The Next Frontier: An Open Source RegTech Stack
Both the buy side and sell side make massive investments into regulatory technology (RegTech), and those investments are nearly always divorced from real competitive advantage. This talk makes the argument that RegTech is a strong candidate to become a utility, and to be open sourced. The requirements of the regulators are standardized - so why can’t the solution be? Recent examples of consortia of financial institutions producing technology platforms for MiFID II are a clear step towards an organization like FINOS - in partnership with a select few leaders in the industry - building a full-service, fully open source, RegTech stack. And, through the open core model, that RegTech stack could provide a framework on which proprietary point solutions could be built, with far lower integration risk. This would be transformative in the industry, and would allow financial institutions to focus much more of their tech spend fully onto differentiation.

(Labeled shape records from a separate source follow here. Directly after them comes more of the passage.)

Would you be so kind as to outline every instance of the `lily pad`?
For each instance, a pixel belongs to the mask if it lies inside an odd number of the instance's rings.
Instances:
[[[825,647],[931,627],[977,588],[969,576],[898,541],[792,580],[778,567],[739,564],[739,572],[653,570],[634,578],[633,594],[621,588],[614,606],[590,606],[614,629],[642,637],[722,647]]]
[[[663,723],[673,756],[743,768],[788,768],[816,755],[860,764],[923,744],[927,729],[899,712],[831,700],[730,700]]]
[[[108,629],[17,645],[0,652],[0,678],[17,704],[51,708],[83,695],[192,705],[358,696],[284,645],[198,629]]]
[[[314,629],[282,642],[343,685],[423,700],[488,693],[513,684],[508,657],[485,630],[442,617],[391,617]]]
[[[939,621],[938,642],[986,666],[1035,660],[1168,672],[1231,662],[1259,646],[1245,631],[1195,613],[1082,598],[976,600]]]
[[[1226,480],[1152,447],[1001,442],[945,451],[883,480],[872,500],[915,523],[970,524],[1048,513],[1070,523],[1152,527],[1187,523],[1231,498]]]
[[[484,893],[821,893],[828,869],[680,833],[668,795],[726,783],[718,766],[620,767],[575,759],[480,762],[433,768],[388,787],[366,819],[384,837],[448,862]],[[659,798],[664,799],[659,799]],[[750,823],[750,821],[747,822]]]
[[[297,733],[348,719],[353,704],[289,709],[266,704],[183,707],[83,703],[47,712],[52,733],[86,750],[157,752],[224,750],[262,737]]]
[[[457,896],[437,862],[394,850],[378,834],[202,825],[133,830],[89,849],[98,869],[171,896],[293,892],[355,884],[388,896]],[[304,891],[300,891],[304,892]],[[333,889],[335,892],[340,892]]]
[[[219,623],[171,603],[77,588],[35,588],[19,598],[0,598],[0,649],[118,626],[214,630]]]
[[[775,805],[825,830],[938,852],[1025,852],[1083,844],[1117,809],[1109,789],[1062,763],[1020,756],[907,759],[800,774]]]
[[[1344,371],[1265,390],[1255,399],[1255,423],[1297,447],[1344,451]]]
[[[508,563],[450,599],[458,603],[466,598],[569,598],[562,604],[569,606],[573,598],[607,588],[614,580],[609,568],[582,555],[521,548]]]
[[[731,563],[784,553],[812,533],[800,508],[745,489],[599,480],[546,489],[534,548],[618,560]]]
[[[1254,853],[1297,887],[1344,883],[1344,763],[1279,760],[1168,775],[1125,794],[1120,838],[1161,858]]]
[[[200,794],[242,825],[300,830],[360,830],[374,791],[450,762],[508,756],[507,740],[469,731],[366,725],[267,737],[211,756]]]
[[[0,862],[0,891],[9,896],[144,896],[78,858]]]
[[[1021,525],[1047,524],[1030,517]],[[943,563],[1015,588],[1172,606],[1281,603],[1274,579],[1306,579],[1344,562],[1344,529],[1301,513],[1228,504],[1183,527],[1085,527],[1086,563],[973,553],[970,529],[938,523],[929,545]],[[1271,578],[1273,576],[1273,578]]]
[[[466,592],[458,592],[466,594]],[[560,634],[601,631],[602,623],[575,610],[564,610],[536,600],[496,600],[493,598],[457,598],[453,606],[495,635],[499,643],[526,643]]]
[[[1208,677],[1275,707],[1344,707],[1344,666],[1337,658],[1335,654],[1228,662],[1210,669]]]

As a Principal Engagement Manager with Adaptive, Mike looks after a portfolio of complex projects for some of their largest institutional clients. He has successfully delivered real-time trading systems, firmwide regulatory platforms, and desktop strategy solutions – all while leading cross-functional distributed teams of highly talented professionals covering analysis, UX, development, QA, and support. Prior to joining Adaptive, he had a twenty-year career building complex regulatory technology for tier one and two investment banks - first as a developer, then later as a technical lead / architect.
He holds an MBA, along with undergraduate degrees in computer science and history. In his spare time, he takes a keen personal interest in financial and economic history, and he is currently studying a masters degree in history at the University of Edinburgh.